When she raised her head at last, Trubshawe noticed at once that she wore an expression of frowning perplexity.
‘What is it, Miss Mount?’ he quickly asked her.
‘Well, I don’t really know,’ she mumbled almost plaintively.
‘You don’t know?’
‘No, I don’t. It’s just that – well, I just can’t help feeling that there’s … there’s, you know, something wrong with that piece of paper. But what?’
‘I beg you to share with us whatever it is you have to say. You never know what could turn out to be important.’
She looked back down at the page of notes and studied it again for a few moments. Then she shook her head.
‘No, sorry, Trubshawe, I don’t know what it is that’s troubling me, really I don’t. It may come to me if I stop thinking about it.’
At first the Chief-Inspector seemed undecided whether or not to pursue the matter, then he asked Roger ffolkes:
‘Colonel, do you by any chance recognise the typing?’
‘Recognise the typing? How could I possibly recognise the typing? It’s not as though it’s handwriting.’
‘Actually,’ Trubshawe said patiently, ‘it is in a way. No two typewriters, you see, ever produce an exactly identical typeface. What I mean is, do you happen to know on whose machine this was typed out?’
He handed the sheet of paper over to the Colonel, who gave it no more than a perfunctory inspection.
‘Haven’t a clue. Don’t even know what I’m supposed to be looking for. Here, Farrar, you take a gander at it, will you? Perhaps you can see what the Inspector’s on about.’
‘Why, yes, Colonel.’
‘What? You mean you can?’
‘Yes, sir. It’s – well, it was typed on your typewriter.’
‘Mine?!’
‘Definitely, sir. The one in the library. You see here – Chief-Inspector – this letter C? And this one again? The arc is broken – look, it has like a tiny space in the middle. Both of them. It’s your typewriter all right, Colonel.’
‘Well, I’m jiggered!’
‘So,’ ruminated the Chief-Inspector. ‘That means these notes were typed inside this very house, probably at some time in the last thirty-six hours. Colonel, would Gentry have had access to your library?’

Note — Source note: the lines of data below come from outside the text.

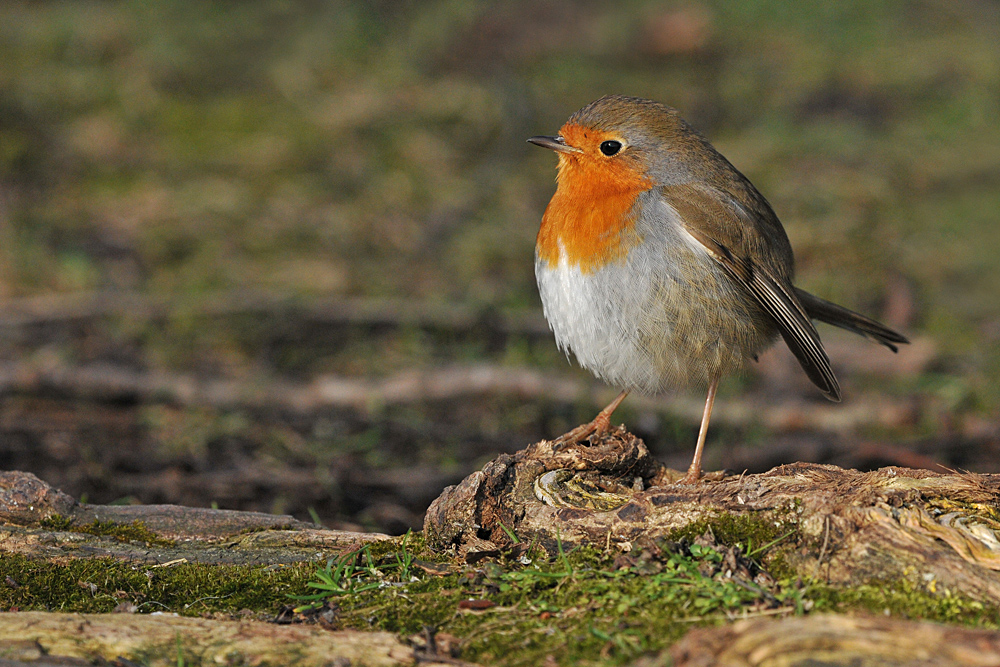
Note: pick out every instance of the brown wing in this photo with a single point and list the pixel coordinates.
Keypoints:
(744, 254)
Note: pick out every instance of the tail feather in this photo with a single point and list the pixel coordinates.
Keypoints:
(838, 316)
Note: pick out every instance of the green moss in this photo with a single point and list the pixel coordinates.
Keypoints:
(56, 522)
(906, 599)
(764, 537)
(135, 531)
(99, 585)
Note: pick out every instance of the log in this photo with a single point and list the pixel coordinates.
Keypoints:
(852, 527)
(167, 639)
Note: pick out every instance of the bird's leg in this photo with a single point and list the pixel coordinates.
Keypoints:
(600, 424)
(694, 471)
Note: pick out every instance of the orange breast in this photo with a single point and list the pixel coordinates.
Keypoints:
(590, 219)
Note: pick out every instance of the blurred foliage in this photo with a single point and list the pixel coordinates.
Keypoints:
(377, 149)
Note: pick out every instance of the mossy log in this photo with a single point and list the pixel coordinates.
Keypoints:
(155, 640)
(39, 521)
(939, 530)
(832, 641)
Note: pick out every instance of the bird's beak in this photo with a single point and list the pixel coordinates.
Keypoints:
(557, 144)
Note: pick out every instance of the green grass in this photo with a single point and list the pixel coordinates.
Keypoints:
(586, 605)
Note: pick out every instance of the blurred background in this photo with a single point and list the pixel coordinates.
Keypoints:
(277, 255)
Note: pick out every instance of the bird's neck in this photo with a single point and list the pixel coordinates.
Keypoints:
(590, 220)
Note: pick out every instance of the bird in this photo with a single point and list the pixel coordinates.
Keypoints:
(659, 265)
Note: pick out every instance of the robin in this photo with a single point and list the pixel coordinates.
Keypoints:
(660, 265)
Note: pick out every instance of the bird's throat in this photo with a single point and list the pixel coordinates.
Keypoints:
(591, 218)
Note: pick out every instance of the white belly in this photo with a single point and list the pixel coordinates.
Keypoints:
(662, 317)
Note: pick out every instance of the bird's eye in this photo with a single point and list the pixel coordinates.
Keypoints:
(609, 148)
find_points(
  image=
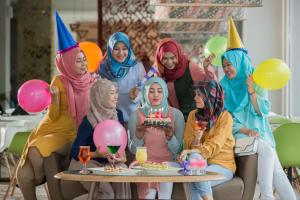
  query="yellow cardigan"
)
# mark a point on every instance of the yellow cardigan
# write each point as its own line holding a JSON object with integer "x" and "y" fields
{"x": 217, "y": 143}
{"x": 56, "y": 129}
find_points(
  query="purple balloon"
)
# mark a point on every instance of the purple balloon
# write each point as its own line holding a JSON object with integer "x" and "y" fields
{"x": 110, "y": 132}
{"x": 34, "y": 96}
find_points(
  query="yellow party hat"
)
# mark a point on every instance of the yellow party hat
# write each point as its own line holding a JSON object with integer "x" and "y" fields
{"x": 233, "y": 38}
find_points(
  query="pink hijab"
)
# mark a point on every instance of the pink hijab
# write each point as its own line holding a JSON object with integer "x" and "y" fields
{"x": 170, "y": 45}
{"x": 77, "y": 86}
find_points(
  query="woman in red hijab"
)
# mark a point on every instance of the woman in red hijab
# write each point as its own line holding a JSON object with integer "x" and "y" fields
{"x": 69, "y": 104}
{"x": 181, "y": 74}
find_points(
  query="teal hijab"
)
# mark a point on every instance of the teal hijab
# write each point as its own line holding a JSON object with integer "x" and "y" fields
{"x": 236, "y": 95}
{"x": 146, "y": 105}
{"x": 237, "y": 100}
{"x": 110, "y": 68}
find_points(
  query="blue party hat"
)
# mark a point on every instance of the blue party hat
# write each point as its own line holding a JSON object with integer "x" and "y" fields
{"x": 65, "y": 39}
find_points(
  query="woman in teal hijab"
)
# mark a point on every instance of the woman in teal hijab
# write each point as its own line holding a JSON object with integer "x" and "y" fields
{"x": 249, "y": 106}
{"x": 121, "y": 66}
{"x": 163, "y": 143}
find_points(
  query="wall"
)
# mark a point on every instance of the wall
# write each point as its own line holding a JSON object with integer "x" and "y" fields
{"x": 295, "y": 61}
{"x": 5, "y": 14}
{"x": 262, "y": 33}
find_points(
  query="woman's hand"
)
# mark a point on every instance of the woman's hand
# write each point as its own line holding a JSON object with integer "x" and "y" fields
{"x": 133, "y": 93}
{"x": 98, "y": 154}
{"x": 54, "y": 91}
{"x": 183, "y": 155}
{"x": 140, "y": 131}
{"x": 252, "y": 133}
{"x": 198, "y": 135}
{"x": 208, "y": 60}
{"x": 249, "y": 83}
{"x": 169, "y": 132}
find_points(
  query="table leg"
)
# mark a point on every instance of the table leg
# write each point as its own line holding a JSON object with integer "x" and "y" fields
{"x": 94, "y": 186}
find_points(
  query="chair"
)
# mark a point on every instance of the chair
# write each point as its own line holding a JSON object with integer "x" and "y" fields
{"x": 287, "y": 138}
{"x": 279, "y": 120}
{"x": 15, "y": 149}
{"x": 241, "y": 187}
{"x": 276, "y": 121}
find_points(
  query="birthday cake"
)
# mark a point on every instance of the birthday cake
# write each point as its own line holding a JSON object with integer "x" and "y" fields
{"x": 114, "y": 169}
{"x": 155, "y": 165}
{"x": 159, "y": 121}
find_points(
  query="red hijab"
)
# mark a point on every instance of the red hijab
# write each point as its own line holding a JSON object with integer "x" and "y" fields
{"x": 77, "y": 86}
{"x": 170, "y": 45}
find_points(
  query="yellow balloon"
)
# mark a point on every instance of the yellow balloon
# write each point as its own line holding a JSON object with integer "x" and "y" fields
{"x": 272, "y": 74}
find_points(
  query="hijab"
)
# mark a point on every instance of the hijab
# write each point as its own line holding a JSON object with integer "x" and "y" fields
{"x": 212, "y": 95}
{"x": 110, "y": 68}
{"x": 99, "y": 100}
{"x": 146, "y": 105}
{"x": 170, "y": 45}
{"x": 236, "y": 89}
{"x": 77, "y": 86}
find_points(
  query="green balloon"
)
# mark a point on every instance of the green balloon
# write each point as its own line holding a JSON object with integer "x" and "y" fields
{"x": 216, "y": 45}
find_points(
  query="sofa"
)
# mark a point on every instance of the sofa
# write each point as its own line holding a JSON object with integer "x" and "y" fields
{"x": 241, "y": 187}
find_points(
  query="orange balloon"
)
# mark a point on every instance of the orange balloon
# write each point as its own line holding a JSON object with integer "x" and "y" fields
{"x": 93, "y": 55}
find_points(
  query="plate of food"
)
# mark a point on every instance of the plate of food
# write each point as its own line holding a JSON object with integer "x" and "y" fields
{"x": 154, "y": 168}
{"x": 113, "y": 170}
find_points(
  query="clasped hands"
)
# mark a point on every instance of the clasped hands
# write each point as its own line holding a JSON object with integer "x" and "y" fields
{"x": 109, "y": 156}
{"x": 140, "y": 131}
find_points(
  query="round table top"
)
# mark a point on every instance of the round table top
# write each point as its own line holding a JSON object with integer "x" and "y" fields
{"x": 75, "y": 176}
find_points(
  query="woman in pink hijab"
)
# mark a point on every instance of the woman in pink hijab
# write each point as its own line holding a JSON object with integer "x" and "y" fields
{"x": 70, "y": 97}
{"x": 180, "y": 74}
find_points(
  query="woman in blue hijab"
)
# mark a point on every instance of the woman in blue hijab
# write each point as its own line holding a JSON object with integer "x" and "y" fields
{"x": 163, "y": 143}
{"x": 249, "y": 106}
{"x": 121, "y": 66}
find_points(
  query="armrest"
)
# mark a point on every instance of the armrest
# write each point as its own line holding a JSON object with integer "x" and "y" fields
{"x": 247, "y": 170}
{"x": 52, "y": 166}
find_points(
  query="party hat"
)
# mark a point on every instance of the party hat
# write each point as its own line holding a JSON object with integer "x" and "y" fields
{"x": 65, "y": 39}
{"x": 233, "y": 38}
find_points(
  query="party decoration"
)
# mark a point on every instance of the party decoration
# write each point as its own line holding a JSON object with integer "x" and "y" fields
{"x": 217, "y": 46}
{"x": 93, "y": 55}
{"x": 272, "y": 74}
{"x": 110, "y": 133}
{"x": 34, "y": 96}
{"x": 233, "y": 38}
{"x": 65, "y": 39}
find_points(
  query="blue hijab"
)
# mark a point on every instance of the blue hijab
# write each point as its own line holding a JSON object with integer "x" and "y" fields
{"x": 146, "y": 105}
{"x": 236, "y": 95}
{"x": 112, "y": 69}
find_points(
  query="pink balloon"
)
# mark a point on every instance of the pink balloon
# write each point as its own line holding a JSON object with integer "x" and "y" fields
{"x": 110, "y": 132}
{"x": 34, "y": 96}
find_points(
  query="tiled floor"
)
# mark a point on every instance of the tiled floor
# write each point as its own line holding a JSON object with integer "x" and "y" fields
{"x": 41, "y": 194}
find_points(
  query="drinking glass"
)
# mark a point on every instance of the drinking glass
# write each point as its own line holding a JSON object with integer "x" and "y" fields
{"x": 141, "y": 155}
{"x": 113, "y": 149}
{"x": 84, "y": 157}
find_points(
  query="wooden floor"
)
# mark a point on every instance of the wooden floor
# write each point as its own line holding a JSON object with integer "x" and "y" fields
{"x": 41, "y": 194}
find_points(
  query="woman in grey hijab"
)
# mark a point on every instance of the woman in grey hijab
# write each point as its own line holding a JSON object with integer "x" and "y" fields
{"x": 103, "y": 101}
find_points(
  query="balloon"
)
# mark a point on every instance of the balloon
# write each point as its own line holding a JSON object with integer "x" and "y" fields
{"x": 34, "y": 96}
{"x": 110, "y": 132}
{"x": 216, "y": 45}
{"x": 272, "y": 74}
{"x": 93, "y": 55}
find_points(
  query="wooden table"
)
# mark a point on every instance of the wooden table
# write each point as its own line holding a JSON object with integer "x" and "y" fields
{"x": 139, "y": 178}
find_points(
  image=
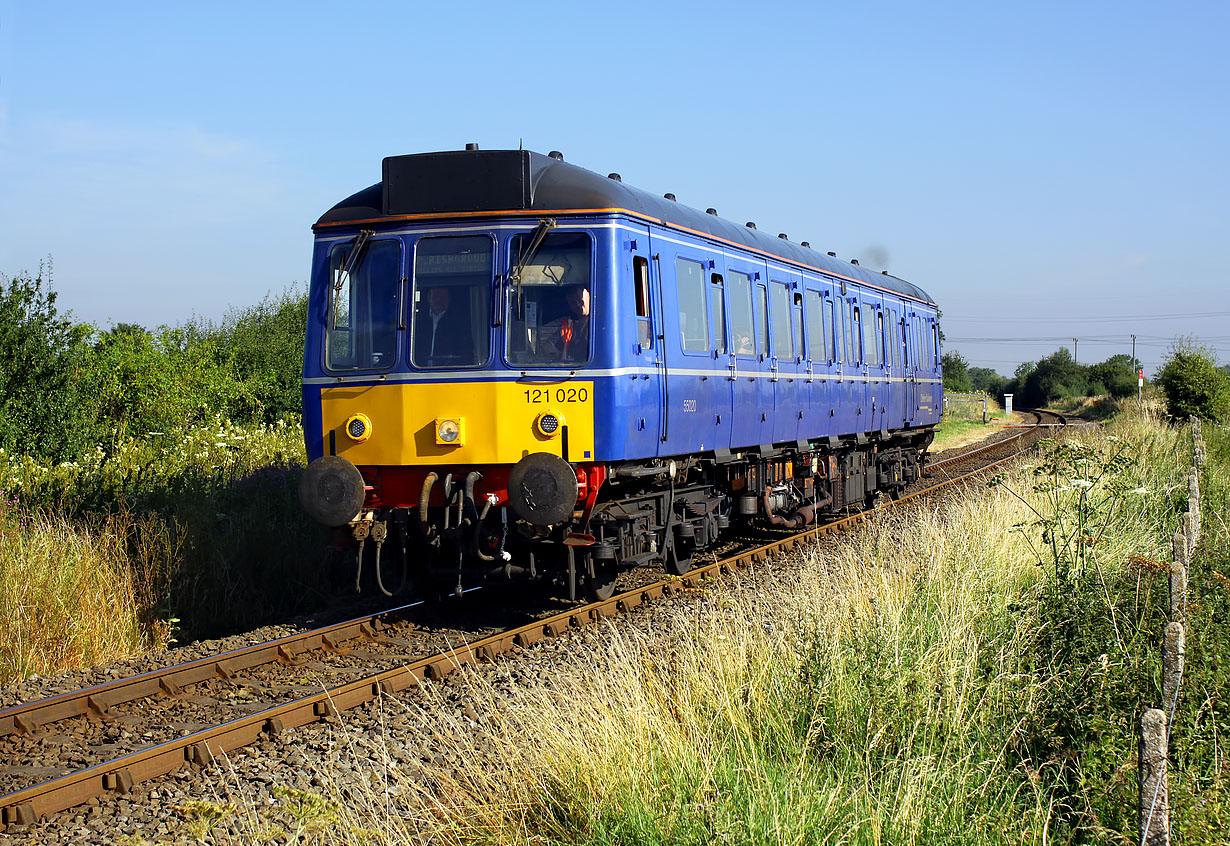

‘Why, naturally he would. I don’t keep parts of my house out of bounds to my guests, even the uninvited ones. Anyone in search of a book to read, or if he just fancied being on his own for a while, was free to wander into the library.’
Trubshawe folded the paper up again and stuffed it back in his pocket.
‘Well,’ he said, ‘since it’s clear there was no love lost between any of you and the victim, and since this’ – he patted his jacket pocket – ‘is a significant part of what makes it clear, it’s my belief that it would be a waste of time looking elsewhere for possible motives for his murder, at least before I’ve investigated those closer to home. By that I mean, here in ffolkes Manor.’
‘Before you’ve investigated …’ said Dr Rolfe. ‘Are we to understand that you’re suggesting you yourself conduct an investigation?’
‘Yes, that is what I’m suggesting.’
‘Here and now?’
‘Yes, again.’
‘Let me get this straight,’ said the Colonel. ‘You’re proposing to – what? – question each of us in turn?’
‘That’s right. That is just how I was thinking of going about it.’